By spending time in shavasana, you give your body a chance to really take in the benefits of what you did before. Your body will get complete relaxation, and all the muscles and tendons will get to settle down.
Heal Your Body
The lower back is a major problem area for a lot of people. We tend to spend a lot of time sitting at desks all day, and this can take a major toll on the health and strength of the lower back.
When some people first start doing yoga, they notice that shavasana kind of hurts. You generally don’t lie flat on your back on the ground for an extended period of time, so your back might not be used to it.
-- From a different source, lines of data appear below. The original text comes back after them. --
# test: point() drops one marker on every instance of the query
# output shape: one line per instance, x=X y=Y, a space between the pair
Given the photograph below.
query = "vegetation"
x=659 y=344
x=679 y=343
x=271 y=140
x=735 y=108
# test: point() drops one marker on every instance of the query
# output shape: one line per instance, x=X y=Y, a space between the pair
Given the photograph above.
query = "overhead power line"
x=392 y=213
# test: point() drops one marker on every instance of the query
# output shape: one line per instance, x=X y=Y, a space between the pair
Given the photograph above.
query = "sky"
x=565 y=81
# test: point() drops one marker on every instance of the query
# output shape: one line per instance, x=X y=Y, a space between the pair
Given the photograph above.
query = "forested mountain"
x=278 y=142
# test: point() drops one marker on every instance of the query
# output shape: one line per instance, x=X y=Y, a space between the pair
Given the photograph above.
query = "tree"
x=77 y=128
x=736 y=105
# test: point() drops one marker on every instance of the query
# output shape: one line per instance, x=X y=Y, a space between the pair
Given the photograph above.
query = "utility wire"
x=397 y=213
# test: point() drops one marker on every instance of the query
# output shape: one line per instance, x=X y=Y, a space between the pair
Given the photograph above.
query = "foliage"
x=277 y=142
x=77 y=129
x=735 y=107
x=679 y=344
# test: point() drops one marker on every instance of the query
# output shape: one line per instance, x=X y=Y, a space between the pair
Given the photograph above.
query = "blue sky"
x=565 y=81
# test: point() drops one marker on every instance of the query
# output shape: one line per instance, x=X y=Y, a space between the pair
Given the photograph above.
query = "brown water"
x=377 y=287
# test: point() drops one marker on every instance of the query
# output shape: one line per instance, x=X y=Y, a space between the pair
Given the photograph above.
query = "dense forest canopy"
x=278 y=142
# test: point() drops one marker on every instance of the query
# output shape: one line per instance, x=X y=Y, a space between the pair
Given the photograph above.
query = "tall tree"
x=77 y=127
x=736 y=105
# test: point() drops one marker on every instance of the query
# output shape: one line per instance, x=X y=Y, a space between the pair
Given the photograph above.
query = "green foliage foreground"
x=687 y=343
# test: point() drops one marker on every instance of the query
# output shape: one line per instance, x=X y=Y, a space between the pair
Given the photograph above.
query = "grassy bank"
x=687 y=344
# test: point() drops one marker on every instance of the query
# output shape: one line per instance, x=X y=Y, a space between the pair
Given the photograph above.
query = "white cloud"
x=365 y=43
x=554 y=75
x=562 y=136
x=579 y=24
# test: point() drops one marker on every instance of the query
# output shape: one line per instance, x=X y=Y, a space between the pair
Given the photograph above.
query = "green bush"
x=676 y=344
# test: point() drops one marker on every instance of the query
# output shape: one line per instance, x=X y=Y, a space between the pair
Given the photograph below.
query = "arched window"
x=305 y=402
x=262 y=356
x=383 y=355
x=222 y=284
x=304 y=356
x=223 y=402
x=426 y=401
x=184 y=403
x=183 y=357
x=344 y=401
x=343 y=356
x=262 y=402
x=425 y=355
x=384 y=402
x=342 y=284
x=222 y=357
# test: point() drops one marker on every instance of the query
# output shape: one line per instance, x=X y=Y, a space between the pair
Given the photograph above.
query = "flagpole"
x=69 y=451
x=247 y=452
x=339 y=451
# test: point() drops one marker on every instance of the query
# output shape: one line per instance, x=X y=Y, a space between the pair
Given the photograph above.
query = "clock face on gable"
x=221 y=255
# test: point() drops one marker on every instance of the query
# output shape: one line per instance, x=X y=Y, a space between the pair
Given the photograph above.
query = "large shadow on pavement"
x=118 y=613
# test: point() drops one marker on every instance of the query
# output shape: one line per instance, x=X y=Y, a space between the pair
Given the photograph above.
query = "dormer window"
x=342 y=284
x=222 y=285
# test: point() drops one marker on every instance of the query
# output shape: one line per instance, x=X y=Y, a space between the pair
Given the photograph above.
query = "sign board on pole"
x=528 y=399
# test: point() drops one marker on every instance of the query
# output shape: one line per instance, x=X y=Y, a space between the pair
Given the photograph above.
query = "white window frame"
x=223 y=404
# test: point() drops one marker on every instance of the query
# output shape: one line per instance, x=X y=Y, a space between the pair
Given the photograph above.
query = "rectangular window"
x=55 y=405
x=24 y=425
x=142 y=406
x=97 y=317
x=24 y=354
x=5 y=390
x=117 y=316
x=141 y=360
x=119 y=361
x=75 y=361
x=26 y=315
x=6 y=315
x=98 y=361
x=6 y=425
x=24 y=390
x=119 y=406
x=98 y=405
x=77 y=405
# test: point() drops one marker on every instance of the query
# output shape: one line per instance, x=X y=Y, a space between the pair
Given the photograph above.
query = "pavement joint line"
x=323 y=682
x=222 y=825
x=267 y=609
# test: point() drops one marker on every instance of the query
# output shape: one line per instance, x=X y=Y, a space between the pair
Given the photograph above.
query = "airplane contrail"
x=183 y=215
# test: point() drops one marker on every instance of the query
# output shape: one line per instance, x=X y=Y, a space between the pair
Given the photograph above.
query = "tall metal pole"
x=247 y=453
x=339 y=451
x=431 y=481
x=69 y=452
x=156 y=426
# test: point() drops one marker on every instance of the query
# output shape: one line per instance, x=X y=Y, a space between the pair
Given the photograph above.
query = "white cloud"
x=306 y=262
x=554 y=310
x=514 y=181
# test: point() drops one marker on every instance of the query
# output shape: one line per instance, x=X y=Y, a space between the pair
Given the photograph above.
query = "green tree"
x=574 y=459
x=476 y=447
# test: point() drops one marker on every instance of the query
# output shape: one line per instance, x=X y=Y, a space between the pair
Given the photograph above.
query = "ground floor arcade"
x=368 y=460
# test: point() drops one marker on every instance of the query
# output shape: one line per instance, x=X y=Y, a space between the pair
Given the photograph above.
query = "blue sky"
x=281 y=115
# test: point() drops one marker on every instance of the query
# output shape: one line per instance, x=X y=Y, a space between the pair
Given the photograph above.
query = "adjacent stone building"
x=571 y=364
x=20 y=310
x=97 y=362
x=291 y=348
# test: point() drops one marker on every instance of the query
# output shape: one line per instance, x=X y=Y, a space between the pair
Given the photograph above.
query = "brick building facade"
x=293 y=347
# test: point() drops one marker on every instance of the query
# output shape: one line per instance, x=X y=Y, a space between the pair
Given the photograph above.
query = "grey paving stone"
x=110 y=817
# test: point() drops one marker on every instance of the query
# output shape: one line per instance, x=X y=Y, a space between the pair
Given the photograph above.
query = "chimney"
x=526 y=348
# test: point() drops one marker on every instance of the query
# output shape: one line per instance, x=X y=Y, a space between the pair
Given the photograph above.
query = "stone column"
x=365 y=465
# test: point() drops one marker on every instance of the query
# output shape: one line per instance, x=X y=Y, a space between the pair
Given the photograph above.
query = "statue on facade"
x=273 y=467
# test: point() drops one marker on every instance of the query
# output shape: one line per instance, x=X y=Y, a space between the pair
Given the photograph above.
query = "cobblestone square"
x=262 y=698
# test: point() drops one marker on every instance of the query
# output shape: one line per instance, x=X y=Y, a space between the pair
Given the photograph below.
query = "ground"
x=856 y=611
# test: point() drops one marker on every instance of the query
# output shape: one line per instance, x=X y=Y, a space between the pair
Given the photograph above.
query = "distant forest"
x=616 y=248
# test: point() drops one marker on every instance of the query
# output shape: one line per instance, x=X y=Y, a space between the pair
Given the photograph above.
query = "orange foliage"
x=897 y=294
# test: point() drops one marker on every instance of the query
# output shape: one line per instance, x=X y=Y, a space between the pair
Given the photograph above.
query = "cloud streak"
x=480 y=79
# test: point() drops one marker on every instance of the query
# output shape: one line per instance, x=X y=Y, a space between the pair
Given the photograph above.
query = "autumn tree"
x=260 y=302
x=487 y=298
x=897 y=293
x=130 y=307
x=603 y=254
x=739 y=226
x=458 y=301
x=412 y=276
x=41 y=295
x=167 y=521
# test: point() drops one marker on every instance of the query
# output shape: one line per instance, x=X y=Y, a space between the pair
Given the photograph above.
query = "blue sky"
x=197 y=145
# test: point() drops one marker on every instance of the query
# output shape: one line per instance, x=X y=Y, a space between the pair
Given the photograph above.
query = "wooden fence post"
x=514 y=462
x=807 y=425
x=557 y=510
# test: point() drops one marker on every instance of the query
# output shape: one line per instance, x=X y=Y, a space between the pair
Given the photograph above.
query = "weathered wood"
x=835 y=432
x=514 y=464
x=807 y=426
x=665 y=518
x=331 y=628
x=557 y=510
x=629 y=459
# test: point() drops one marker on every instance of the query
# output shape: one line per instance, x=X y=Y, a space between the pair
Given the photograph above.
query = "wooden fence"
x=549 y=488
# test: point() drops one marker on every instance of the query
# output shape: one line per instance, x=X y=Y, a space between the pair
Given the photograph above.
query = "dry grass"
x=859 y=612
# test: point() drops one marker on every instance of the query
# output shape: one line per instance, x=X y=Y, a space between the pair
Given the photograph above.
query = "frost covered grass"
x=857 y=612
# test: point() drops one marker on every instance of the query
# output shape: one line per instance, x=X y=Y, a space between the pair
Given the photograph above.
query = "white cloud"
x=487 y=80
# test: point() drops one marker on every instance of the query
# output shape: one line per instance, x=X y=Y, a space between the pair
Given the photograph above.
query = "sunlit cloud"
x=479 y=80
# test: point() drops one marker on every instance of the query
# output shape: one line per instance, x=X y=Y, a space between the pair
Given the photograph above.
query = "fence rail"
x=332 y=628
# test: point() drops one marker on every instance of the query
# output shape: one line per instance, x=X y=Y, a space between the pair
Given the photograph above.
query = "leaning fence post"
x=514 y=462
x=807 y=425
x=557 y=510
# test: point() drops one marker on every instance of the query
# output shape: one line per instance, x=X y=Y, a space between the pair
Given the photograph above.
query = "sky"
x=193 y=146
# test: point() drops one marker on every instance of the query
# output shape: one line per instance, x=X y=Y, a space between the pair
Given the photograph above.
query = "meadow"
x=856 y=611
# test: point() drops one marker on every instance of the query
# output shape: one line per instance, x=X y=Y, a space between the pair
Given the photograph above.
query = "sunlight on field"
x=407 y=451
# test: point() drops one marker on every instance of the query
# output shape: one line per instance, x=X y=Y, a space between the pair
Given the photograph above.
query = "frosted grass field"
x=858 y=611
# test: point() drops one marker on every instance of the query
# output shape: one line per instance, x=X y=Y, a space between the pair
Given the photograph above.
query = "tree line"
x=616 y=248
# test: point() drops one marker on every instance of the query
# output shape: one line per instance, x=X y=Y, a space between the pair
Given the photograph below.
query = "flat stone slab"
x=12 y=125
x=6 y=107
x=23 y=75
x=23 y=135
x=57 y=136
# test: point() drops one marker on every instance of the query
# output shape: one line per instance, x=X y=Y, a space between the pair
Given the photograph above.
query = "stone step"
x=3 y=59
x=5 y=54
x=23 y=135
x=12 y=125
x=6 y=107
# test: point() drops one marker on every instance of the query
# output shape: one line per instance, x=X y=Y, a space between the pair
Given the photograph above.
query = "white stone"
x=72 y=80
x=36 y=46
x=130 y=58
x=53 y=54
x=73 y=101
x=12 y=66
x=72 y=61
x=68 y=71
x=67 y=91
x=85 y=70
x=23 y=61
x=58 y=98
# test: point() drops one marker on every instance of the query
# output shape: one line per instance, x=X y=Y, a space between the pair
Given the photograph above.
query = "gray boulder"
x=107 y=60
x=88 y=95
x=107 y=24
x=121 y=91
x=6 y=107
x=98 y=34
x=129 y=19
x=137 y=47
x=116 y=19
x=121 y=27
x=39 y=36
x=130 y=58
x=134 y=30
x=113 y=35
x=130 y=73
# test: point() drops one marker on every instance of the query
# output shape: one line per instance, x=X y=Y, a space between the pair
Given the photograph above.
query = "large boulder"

But do shavasana enough and you’ll notice that it’s actually a great release. Expose yourself at your own pace, though – you shouldn’t do anything that puts you in pain.
Improving Your Breathing
Breathing is one of the most important parts of yoga. However, we tend to get caught up focusing on other things like balance, how tired a certain part of the body is getting, how deep our stretch is, and, in the worst cases, we think about something entirely unrelated to yoga.
Shavasana will help you learn how to control your breathing. Since it’s a low-effort pose (or no-effort pose in most cases), you don’t have to spend time thinking about your balance, stretch or held pose. As you start to master your breathing in shavasana, you can begin to bring it to other parts of your practice.
One of the most beautiful parts of shavasana is that it brings us to the present. We can get so absorbed in work, relationships and life, and we begin to start thinking about the past and the future – but never the present.
The longer you stay in shavasana, the more aware you’ll become of what’s going on in your life at that very moment. You’ll feel stress slip away, and you’ll gain a better respect and confidence for yourself.